By Msonter Anzaa
My mind is blank. I don’t seem to be aware of anything else than the fact that I am not satisfied. There is something I would like to happen but I only wonder what it is. If I pick up a pen, I can complain about almost everything. To complain about a country where nothing works or at least, nothing good works requires a separate opinion article. I can take my time for instance, to criticize a leadership that is weak and irresponsible, if not completely bad. With this little pen, I can then begin to urge saintly Nigerians to rise and sanitize the public space, mopping up its rot and curbing its excesses. In order to draw inspiration and substance, I can reflect on a recent outrageous misbehavior on the part of a leader. This can take me to questioning the legitimacy of the process that threw up this leader in the first place. I can hit hard at corruption and blame it entirely on the big men and women here or the nation’s “owners”. Mine would not be something new as the issues raised are popular.
This moment, faced with all the reasons to complain and severely criticize, I have chosen to talk softly. This is in spite of my depressed mood and a weak inspiration. At other moments, I easily confessed my love for this country. However choosing this confession as a title for my opinion at a time like this when Abdulmatallab is still in the mind requires extra effort. I love Nigeria. But there is not much to love in or even about Nigeria. Love does not go easily to a nation whose leaders oppose the aspirations of their own people. Love cannot go to a nation that is ignorant of and unconcerned about the welfare of its citizens. This nation; a battleground where leaders and followers are at war with each other; a nation where a “sitting governor” can bump his car into an innocent lady’s car and expect her to apologize in addition, for not getting off the road quickly. It is this nation that I love.

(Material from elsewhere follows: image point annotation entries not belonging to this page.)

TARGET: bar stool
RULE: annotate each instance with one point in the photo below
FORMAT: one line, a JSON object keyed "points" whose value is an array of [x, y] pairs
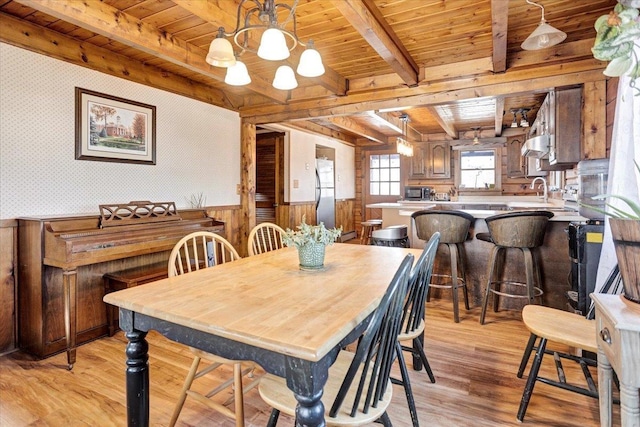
{"points": [[518, 230], [453, 227], [367, 228], [395, 236]]}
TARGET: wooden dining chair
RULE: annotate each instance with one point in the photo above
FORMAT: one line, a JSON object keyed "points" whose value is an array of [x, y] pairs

I have all the reasons to bear grudges against this nation; my own country that does not know that for the past nineteen years, a little creature has been growing and living in a land called Nigeria. This Nigeria is where government does not know how many citizens there are; how many of them die daily, and for what reasons. I can go on and on lampooning a fatherland that has lost relevance in the lives of its people. I love this area around the Niger, and the people who live here. I don’t care what their government is. I love the people who in spite of the many obstacles, are striving to earn a decent living. These people are welcoming, accommodating and nice to be with. Nigerians are friendly people. Tribalism or ethnicity does not exist among the ordinary people. It is their leaders who run to them, whipping up sentiments whenever they are less-favored at the national level. The people who are “marginalized” are not the ordinary Nigerians. It is the country’s “owners” who feel sidelined in the game of treasury looting who say they are marginalized. They only try selling this idea to Nigerians to gain cheap legitimacy. For the ordinary Nigerian it makes no difference whether he is marginalized or not. He is always on his own.
Anyone can emerge from anywhere and claim to speak for a section of the people. He can then lay out personal preferences in the name of his “people’ and begin to cause trouble. The trouble makers, crises instigators; the rebels, and assassins are not ordinary Nigerians. They are the “educated” men at the top who are masters of this jungle. They can silent opposition voices without traces. Some of them can kill and go. No shaking! Nothing dey happen.
My love for this nation goes exclusively to the ordinary Nigerian who is constantly the victim of fire fall-outs from power struggles at the top; this ordinary Nigerian who some times is even unaware of the existence of a body of people called “government” in English. I love Nigeria because of this naive, innocent and suffering fellow. I love Nigeria.